Item 1.01 Entry into a Material Definitive Agreement.
Strategic Transaction
On November 18, 2020, Bally’s Corporation (the “Company”) and Sinclair Broadcast Group, Inc. (“Sinclair”) entered into a Framework Agreement (the “Framework Agreement,” and completed the transactions contemplated thereby, the “Transactions”), which provide for a long-term strategic relationship between the Company and Sinclair combining Bally’s integrated, proprietary sports betting technology with Sinclair’s portfolio of local broadcast stations and live regional sports networks and its Tennis Channel, Stadium sports network and STIRR streaming service.

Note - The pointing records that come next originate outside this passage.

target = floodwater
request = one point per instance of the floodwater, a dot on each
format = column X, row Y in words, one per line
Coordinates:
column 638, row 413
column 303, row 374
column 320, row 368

Under the terms of the Transactions, over the ten-year term of the relationship the Company will be required to pay annual naming rights fees to the regional sports networks and has committed to spend a percentage of its annual interactive marketing spend on those networks. In addition, the Company has issued to Sinclair (i) an immediately exercisable warrant to purchase up to 4,915,726 shares of the Company at an exercise price of $0.01 per share, (ii) a warrant to purchase up to a maximum of 3,279,337 additional shares of the Company at a price of $0.01 per share subject to the achievement of various performance metrics, and (iii) an option to purchase up to 1,639,669 additional shares in four tranches with purchase prices ranging from $30.00 to $45.00 per share, exercisable over a seven-year period beginning on the fourth anniversary of the November 18, 2020 closing. The exercise and purchase prices and the number of shares issuable upon exercise of the warrants and options are subject to customary anti-dilution adjustments. The issuance pursuant to the warrants and options of shares in excess of 19.9% of the Company’s currently outstanding shares is subject to the approval of the Company’s stockholders in accordance with the rules of the New York Stock Exchange (“NYSE”), and to the extent stockholder approval is not obtained, the Company would pay cash to Sinclair in lieu of Sinclair being permitted to purchase, pursuant to the exercise of warrants or options, greater than 19.9% of the Company’s outstanding common shares. The Company has entered into a Voting and Support Agreement pursuant to which Standard RI Ltd., the holder of approximately 37.6% of the Company’s outstanding shares, and each of the executive officers and directors of the Company have agreed to vote the shares beneficially owned by them in favor of the share issuance at a meeting of the Company’s stockholders.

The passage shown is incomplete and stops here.